Historians of science have widely investigated the impact of the atomic bomb on the development of post-WW2 life sciences, thoroughly documenting how the dissemination of scientific resources associated with nuclear energy shaped biological knowledge, laboratory instrumentation, and medical practices. In this burgeoning historiographic context, the application of nuclear science in agriculture has hitherto attracted relatively little scholarly attention. In particular, despite the pioneering contributions of Helen Anne Curry, Jacob Darwin Hamblin and Karin Zachmann, the development of mutation breeding in other national contexts different from the United States and, more in general, the global spread of atomic agriculture remain uncharted territory. The aim of this session is to partially bridge this gap, by providing a broader perspective, both geographically and analytically.
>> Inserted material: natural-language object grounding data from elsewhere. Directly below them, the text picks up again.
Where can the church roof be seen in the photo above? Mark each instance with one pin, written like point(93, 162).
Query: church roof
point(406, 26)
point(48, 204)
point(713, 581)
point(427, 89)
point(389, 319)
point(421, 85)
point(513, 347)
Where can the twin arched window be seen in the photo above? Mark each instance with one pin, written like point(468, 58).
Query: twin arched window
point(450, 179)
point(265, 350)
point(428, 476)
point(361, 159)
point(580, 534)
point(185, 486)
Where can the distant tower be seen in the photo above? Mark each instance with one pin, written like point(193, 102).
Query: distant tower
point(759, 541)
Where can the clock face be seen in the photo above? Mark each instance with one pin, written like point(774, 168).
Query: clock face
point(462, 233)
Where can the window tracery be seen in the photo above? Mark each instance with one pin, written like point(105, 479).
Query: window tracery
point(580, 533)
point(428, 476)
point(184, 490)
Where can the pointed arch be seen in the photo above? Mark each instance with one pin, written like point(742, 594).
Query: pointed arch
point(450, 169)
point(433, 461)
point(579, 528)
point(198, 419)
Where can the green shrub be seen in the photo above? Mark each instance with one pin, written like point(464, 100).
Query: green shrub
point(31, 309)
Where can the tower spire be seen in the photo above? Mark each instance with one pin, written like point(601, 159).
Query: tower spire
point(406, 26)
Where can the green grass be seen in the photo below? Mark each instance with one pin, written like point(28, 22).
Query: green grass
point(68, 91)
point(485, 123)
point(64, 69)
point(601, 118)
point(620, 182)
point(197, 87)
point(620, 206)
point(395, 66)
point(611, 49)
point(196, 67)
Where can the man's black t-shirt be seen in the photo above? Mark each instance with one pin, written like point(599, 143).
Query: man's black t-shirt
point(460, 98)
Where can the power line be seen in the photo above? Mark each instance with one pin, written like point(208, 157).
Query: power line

First of all, the session will examine the transnational dimension of atomic agriculture, drawing attention on little known, yet fundamental, national case-studies, such as Sweden and Italy, but also exploring the transnational circulation of research methods, technological systems, irradiated organisms, from the United States to Europe (and vice versa), as well as from Europe to the Middle East and Central Africa. Secondly, the session will explore the complex interaction between the establishment of mutation plant breeding as a transnational scientific field, on the one hand, and the global geopolitics of atomic agriculture, on the other, involving conflicting actions and relationships between different United Nations' organizations, such as the FAO and the IAEA.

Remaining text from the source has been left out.